Wiktionary:Grease pit/2011/May

This is an archive page that has been kept for historical purposes. The conversations on this page are no longer live.

May 2011

Audio bot

Could somebody please check if my bot does not spoil anything while adding audio files? I am not active on en.wiktionary and don't check latest policy changes. Bot contributions: Special:Contributions/DerbethBot. --Derbeth talk 17:31, 1 May 2011 (UTC)[reply]

Orange links

User:Yair rand/orangelinks.js is a script that turns all links to language sections that don't exist orange where the broken links would otherwise be blue. It works by requesting the full wikitext of each of the relevant pages from the API, and checking whether the target language section exists on the page. Does anyone know whether, if the script was turned on by default, it would cause problems to have such large requests being made on every page load? --Yair rand 21:45, 1 May 2011 (UTC)[reply]

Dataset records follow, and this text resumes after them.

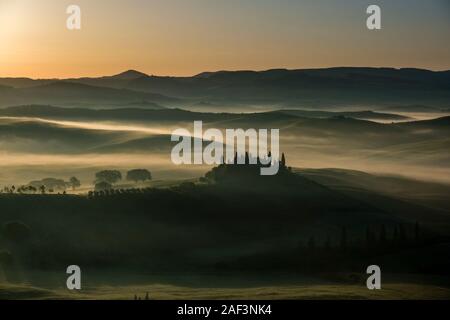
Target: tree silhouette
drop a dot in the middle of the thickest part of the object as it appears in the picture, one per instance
(75, 183)
(109, 176)
(343, 243)
(139, 175)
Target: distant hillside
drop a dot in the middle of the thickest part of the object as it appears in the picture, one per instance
(323, 88)
(364, 115)
(77, 94)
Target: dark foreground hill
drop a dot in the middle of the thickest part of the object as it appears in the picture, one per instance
(286, 224)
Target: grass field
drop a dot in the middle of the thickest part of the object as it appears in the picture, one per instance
(166, 292)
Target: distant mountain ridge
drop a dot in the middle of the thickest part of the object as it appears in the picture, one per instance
(313, 88)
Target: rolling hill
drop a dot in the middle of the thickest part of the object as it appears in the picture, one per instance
(314, 88)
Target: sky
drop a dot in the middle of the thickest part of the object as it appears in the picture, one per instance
(186, 37)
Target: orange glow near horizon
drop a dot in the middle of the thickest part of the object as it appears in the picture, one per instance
(183, 38)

How to most effectively add script templates

As a bit of an 'experiment' I converted {{l|xcl}} to {{l|xcl|sc=Armn}} in all Old Armenian entries; as I said above, I think the worst that can happen in this case is sc=Armn will appear twice, and really, there's no problem there. It's a bit ugly though, as named parameters should come after unnamed parameters, namely {{{1}}} and {{{2}}} for {{l}}, but I'm unsure of how to do that. Also, how easy would it be to check (using regexes in my case) for sc=Armn appearing twice in a template, and being able to remove it. Mglovesfun (talk) 12:14, 2 May 2011 (UTC)[reply]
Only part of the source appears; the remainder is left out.